Growing up destitute as the daughter of Paraguayan immigrants in Buenos Aires, Maybel Delvalle was determined that her own children avoid the same fate.

She soon became a single mother with two hungry young children and realized that selling empanadas wouldn’t cover her bills.

Today, the 25-year-old is a successful content creator in the fans only platform, where she sells sexual fantasies to subscribers around the world and promotes her story to legions of like-minded women. His monthly income of $6,000 would be unthinkable for any Argentine doctor, lawyer or professor.

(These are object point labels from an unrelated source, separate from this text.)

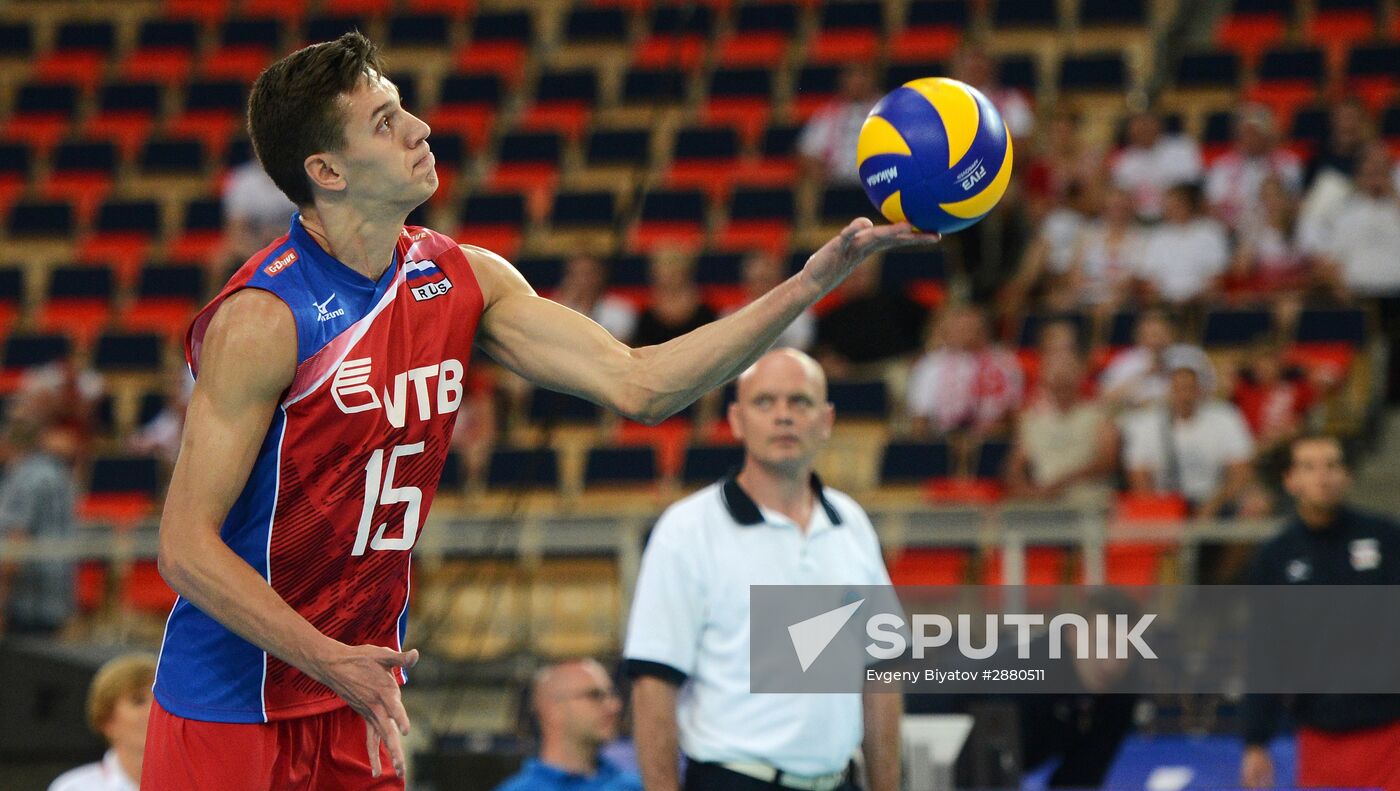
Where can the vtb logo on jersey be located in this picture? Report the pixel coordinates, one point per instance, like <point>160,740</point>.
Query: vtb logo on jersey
<point>352,389</point>
<point>426,280</point>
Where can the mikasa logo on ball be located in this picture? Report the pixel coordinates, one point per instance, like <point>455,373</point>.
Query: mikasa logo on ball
<point>888,174</point>
<point>972,175</point>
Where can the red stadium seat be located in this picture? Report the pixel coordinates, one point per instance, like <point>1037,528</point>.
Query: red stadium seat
<point>146,591</point>
<point>1045,566</point>
<point>920,566</point>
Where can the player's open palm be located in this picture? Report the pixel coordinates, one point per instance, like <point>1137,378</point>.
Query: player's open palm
<point>854,244</point>
<point>363,675</point>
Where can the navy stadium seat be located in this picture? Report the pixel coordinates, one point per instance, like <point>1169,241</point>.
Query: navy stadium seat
<point>1332,326</point>
<point>1236,328</point>
<point>654,86</point>
<point>39,219</point>
<point>741,83</point>
<point>1018,72</point>
<point>1126,13</point>
<point>128,352</point>
<point>331,28</point>
<point>541,272</point>
<point>620,466</point>
<point>1025,14</point>
<point>760,203</point>
<point>123,475</point>
<point>419,30</point>
<point>1208,70</point>
<point>860,399</point>
<point>706,464</point>
<point>27,350</point>
<point>1094,73</point>
<point>172,157</point>
<point>595,25</point>
<point>618,147</point>
<point>494,209</point>
<point>594,207</point>
<point>914,462</point>
<point>766,17</point>
<point>549,406</point>
<point>16,41</point>
<point>535,468</point>
<point>504,25</point>
<point>843,203</point>
<point>567,86</point>
<point>991,459</point>
<point>81,283</point>
<point>531,147</point>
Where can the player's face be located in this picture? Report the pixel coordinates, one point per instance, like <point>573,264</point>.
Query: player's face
<point>387,158</point>
<point>594,707</point>
<point>781,415</point>
<point>126,727</point>
<point>1318,476</point>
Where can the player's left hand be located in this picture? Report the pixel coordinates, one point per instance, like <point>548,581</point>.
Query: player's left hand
<point>854,244</point>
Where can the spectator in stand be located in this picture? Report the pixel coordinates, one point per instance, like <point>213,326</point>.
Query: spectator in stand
<point>255,212</point>
<point>1330,172</point>
<point>118,706</point>
<point>584,289</point>
<point>1152,163</point>
<point>578,711</point>
<point>1045,268</point>
<point>973,65</point>
<point>62,396</point>
<point>1138,377</point>
<point>1273,398</point>
<point>676,305</point>
<point>160,436</point>
<point>1193,445</point>
<point>1066,444</point>
<point>37,501</point>
<point>1347,136</point>
<point>1186,256</point>
<point>828,142</point>
<point>1270,262</point>
<point>1108,255</point>
<point>1061,163</point>
<point>1236,178</point>
<point>966,382</point>
<point>868,328</point>
<point>1362,259</point>
<point>762,272</point>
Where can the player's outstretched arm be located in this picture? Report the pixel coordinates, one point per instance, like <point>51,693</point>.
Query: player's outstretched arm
<point>247,361</point>
<point>564,350</point>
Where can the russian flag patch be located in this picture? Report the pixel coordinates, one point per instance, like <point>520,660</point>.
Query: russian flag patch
<point>424,279</point>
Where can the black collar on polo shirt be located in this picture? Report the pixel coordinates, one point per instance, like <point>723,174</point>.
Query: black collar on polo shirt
<point>745,511</point>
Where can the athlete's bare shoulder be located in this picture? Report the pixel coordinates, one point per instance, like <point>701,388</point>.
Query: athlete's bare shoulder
<point>251,345</point>
<point>494,275</point>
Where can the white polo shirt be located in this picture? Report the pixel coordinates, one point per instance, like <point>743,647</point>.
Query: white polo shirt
<point>690,623</point>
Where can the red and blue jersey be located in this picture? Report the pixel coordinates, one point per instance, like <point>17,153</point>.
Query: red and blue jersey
<point>346,472</point>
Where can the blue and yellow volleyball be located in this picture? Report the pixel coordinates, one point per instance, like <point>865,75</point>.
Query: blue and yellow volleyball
<point>934,153</point>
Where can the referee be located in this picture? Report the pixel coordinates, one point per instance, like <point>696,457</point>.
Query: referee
<point>688,644</point>
<point>1347,741</point>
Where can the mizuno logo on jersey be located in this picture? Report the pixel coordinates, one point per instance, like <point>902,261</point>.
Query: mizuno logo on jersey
<point>324,314</point>
<point>424,279</point>
<point>352,389</point>
<point>282,262</point>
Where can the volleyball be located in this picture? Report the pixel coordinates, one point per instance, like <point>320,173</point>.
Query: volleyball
<point>934,153</point>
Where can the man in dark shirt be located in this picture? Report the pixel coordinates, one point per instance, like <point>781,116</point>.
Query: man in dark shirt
<point>1343,739</point>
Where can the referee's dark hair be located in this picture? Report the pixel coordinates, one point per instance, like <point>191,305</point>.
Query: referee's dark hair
<point>1315,437</point>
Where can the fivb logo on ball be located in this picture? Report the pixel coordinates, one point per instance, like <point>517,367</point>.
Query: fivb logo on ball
<point>934,153</point>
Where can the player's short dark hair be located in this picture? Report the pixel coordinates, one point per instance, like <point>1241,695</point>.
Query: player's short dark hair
<point>294,108</point>
<point>1315,437</point>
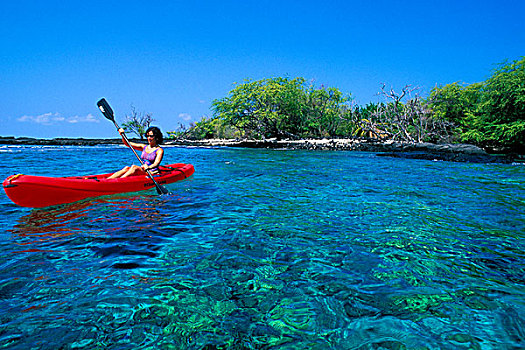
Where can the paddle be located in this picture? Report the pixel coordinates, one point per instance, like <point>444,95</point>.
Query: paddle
<point>104,107</point>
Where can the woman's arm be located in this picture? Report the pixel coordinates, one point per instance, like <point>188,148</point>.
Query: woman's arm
<point>137,146</point>
<point>158,159</point>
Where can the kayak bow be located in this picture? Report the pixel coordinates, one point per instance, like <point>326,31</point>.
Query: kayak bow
<point>43,191</point>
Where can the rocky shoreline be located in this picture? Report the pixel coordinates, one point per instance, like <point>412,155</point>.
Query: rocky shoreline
<point>428,151</point>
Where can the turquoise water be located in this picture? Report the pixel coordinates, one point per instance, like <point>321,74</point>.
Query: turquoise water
<point>268,249</point>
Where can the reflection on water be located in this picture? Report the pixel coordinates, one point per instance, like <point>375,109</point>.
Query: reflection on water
<point>269,249</point>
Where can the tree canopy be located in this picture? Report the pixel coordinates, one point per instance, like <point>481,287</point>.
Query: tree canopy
<point>489,113</point>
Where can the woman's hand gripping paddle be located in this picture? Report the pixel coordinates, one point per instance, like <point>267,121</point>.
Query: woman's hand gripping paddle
<point>104,107</point>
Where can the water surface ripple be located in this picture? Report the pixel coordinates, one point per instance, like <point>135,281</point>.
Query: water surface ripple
<point>268,249</point>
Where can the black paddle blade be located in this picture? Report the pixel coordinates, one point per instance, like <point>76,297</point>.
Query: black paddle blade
<point>104,107</point>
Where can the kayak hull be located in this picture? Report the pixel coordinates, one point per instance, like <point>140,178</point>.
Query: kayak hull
<point>43,191</point>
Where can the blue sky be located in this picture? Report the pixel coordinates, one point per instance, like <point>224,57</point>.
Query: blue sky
<point>173,58</point>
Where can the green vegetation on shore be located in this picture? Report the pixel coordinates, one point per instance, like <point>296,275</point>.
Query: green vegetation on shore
<point>490,114</point>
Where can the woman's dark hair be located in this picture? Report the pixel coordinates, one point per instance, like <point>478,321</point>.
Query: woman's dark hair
<point>157,133</point>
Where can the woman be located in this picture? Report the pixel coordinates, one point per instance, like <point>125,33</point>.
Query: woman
<point>151,155</point>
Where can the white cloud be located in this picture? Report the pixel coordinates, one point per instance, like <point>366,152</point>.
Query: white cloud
<point>185,117</point>
<point>55,118</point>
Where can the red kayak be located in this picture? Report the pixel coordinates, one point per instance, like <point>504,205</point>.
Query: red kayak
<point>43,191</point>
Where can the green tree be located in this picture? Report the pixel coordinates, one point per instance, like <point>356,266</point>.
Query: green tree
<point>502,110</point>
<point>283,107</point>
<point>264,108</point>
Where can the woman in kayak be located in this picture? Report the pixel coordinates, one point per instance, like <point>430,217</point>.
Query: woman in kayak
<point>151,155</point>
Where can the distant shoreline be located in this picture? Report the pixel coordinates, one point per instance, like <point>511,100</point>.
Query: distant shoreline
<point>428,151</point>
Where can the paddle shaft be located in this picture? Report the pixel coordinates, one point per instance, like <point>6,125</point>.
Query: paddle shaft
<point>108,113</point>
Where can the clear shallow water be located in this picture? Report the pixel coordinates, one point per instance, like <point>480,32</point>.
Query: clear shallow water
<point>268,249</point>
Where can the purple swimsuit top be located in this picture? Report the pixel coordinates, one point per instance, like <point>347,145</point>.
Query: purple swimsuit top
<point>148,158</point>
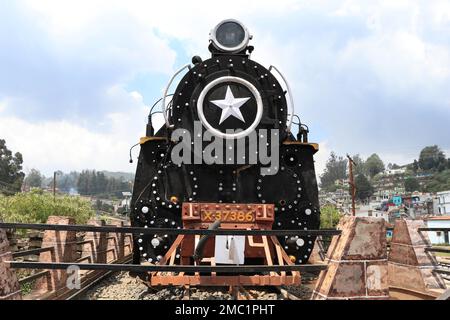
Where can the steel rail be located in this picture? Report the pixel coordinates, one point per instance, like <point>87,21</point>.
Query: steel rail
<point>437,250</point>
<point>30,252</point>
<point>435,229</point>
<point>33,277</point>
<point>136,230</point>
<point>166,268</point>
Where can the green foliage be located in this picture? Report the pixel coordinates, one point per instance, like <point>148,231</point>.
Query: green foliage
<point>359,166</point>
<point>36,206</point>
<point>439,182</point>
<point>364,188</point>
<point>33,179</point>
<point>432,158</point>
<point>335,169</point>
<point>96,183</point>
<point>103,206</point>
<point>374,165</point>
<point>411,184</point>
<point>11,175</point>
<point>329,217</point>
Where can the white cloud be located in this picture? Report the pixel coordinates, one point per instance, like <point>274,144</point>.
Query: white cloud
<point>367,77</point>
<point>63,145</point>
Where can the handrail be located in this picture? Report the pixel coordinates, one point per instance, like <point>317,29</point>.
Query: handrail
<point>166,268</point>
<point>163,102</point>
<point>291,98</point>
<point>138,230</point>
<point>24,253</point>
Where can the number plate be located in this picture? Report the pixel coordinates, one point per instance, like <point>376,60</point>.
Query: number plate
<point>228,216</point>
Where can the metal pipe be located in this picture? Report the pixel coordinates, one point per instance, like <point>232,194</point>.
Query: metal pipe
<point>291,98</point>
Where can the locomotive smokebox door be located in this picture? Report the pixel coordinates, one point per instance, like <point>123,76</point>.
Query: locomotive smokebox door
<point>226,153</point>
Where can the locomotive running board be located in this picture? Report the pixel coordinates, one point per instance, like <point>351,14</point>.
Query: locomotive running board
<point>273,279</point>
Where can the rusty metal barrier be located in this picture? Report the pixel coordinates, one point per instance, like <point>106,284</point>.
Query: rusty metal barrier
<point>61,246</point>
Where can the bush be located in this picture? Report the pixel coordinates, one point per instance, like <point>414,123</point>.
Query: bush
<point>36,206</point>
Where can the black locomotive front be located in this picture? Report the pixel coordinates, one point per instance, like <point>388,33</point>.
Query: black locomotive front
<point>233,99</point>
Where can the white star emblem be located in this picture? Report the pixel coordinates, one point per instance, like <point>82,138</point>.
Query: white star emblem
<point>230,106</point>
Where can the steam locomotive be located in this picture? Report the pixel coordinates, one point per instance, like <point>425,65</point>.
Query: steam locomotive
<point>230,100</point>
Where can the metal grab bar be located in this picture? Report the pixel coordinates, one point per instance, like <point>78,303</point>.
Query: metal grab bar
<point>291,98</point>
<point>163,102</point>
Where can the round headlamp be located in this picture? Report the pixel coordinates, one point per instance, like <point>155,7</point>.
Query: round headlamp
<point>230,36</point>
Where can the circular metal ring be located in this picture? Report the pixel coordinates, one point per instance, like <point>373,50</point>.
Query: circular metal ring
<point>249,86</point>
<point>240,47</point>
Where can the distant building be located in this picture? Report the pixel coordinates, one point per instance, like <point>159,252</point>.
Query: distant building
<point>438,237</point>
<point>443,202</point>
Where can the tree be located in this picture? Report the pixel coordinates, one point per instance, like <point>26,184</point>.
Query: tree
<point>415,165</point>
<point>11,175</point>
<point>36,206</point>
<point>335,169</point>
<point>364,188</point>
<point>374,165</point>
<point>432,158</point>
<point>411,184</point>
<point>34,179</point>
<point>329,217</point>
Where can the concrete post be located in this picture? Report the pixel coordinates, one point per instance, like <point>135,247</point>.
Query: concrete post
<point>9,285</point>
<point>357,262</point>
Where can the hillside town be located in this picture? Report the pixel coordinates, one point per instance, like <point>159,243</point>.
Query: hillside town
<point>395,192</point>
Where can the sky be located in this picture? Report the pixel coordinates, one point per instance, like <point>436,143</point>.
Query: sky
<point>77,78</point>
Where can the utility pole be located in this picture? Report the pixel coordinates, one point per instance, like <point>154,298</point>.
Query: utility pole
<point>54,186</point>
<point>351,182</point>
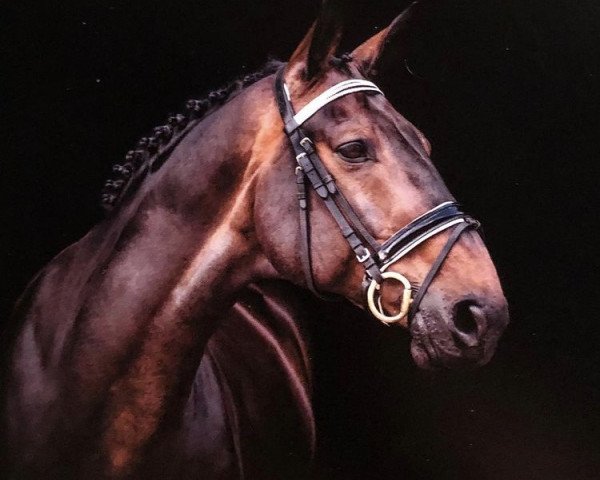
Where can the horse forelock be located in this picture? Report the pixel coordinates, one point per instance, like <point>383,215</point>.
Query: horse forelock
<point>151,152</point>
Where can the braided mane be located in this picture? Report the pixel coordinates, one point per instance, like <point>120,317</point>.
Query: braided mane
<point>152,151</point>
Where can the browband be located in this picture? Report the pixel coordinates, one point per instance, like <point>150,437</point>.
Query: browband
<point>338,90</point>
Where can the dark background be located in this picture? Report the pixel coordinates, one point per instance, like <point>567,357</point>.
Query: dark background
<point>509,99</point>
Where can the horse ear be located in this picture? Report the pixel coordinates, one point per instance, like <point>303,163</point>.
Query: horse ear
<point>320,43</point>
<point>395,40</point>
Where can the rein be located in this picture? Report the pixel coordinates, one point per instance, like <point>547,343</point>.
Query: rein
<point>374,257</point>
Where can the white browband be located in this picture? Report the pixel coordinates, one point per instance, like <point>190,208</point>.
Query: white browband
<point>339,90</point>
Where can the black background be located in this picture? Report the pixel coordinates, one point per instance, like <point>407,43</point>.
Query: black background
<point>509,99</point>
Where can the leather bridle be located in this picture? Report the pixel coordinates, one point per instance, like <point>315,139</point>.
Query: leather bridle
<point>374,257</point>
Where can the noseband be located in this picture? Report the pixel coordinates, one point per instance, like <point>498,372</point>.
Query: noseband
<point>374,257</point>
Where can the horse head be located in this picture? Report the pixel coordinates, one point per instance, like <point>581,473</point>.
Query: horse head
<point>377,224</point>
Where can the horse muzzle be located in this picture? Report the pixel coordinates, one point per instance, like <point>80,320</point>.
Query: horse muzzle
<point>461,335</point>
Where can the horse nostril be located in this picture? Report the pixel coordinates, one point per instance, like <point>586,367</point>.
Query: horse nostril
<point>465,321</point>
<point>468,321</point>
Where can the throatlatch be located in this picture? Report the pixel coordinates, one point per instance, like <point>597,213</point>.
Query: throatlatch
<point>375,258</point>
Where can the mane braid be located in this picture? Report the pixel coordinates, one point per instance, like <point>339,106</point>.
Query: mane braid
<point>151,152</point>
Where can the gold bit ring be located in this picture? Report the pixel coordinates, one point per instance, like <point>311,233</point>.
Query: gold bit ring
<point>378,312</point>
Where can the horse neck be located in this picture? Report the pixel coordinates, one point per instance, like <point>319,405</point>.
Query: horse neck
<point>205,193</point>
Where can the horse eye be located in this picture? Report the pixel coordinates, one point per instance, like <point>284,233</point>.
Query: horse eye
<point>355,151</point>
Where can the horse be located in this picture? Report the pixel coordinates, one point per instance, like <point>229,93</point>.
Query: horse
<point>168,342</point>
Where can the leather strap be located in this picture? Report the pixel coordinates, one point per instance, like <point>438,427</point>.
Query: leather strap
<point>435,267</point>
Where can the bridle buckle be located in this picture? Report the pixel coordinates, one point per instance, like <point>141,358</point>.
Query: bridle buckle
<point>364,257</point>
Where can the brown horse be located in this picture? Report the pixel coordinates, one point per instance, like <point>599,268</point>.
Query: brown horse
<point>129,361</point>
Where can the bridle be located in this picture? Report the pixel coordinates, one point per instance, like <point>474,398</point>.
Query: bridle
<point>374,257</point>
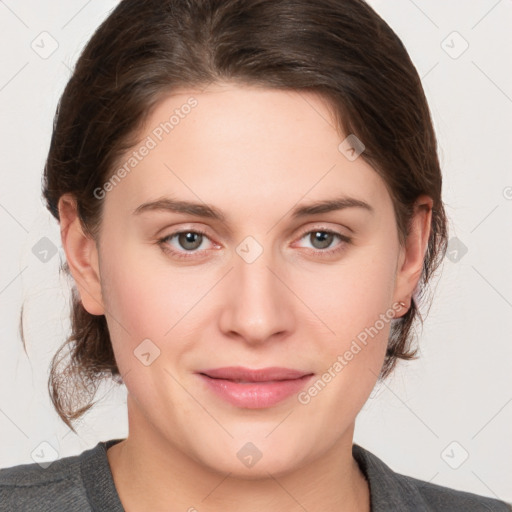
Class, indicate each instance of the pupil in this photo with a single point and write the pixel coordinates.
(190, 240)
(324, 238)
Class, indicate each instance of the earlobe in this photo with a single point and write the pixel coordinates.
(412, 254)
(82, 256)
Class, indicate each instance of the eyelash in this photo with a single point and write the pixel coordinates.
(163, 242)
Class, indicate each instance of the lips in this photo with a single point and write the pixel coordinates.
(254, 388)
(237, 373)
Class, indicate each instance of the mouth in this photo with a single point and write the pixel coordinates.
(254, 388)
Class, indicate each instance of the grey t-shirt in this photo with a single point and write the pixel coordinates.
(84, 483)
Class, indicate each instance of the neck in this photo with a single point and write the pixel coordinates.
(150, 473)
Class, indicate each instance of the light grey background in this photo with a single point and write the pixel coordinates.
(444, 418)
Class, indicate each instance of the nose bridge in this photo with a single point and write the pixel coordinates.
(257, 306)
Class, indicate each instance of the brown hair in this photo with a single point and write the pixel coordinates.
(341, 50)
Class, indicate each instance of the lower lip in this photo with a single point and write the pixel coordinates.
(255, 395)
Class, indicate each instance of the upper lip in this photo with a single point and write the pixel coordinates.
(239, 373)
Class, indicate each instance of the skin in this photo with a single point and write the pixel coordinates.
(254, 154)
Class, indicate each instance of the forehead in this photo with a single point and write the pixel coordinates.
(244, 147)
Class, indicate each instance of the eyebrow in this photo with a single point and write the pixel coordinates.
(210, 212)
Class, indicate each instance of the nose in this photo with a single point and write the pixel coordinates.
(258, 305)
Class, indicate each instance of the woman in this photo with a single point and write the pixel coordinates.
(249, 198)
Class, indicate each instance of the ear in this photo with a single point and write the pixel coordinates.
(82, 256)
(412, 254)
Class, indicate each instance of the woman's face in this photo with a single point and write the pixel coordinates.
(262, 280)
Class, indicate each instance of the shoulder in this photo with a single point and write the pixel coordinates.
(30, 487)
(393, 491)
(440, 498)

The work was not easy. Few had heard of the platform in 2020 when Delvalle stumbled upon it. She had to learn to stay anonymous and safe while posting explicit content, convert her earnings from dollars to pesos at a favorable exchange rate, and speak enough English to act as a “virtual girlfriend” for subscribers in the United States.

Once she got her windfall, she became Argentina’s top OnlyFans teacher. Delvalle is struggling to keep up with the demand for her classes. “It’s been amazing,” she said of the past seven months since Milei took over.

Some 5,000 students, 4,000 of them from Argentina, have enrolled in their training as they try to escape the growing poverty in their country.

“There won’t be a miracle that will get us through this,” he said. “You have to trust yourself more than anyone else.”

___

Associated Press writer Natacha Pisarenko contributed to this report.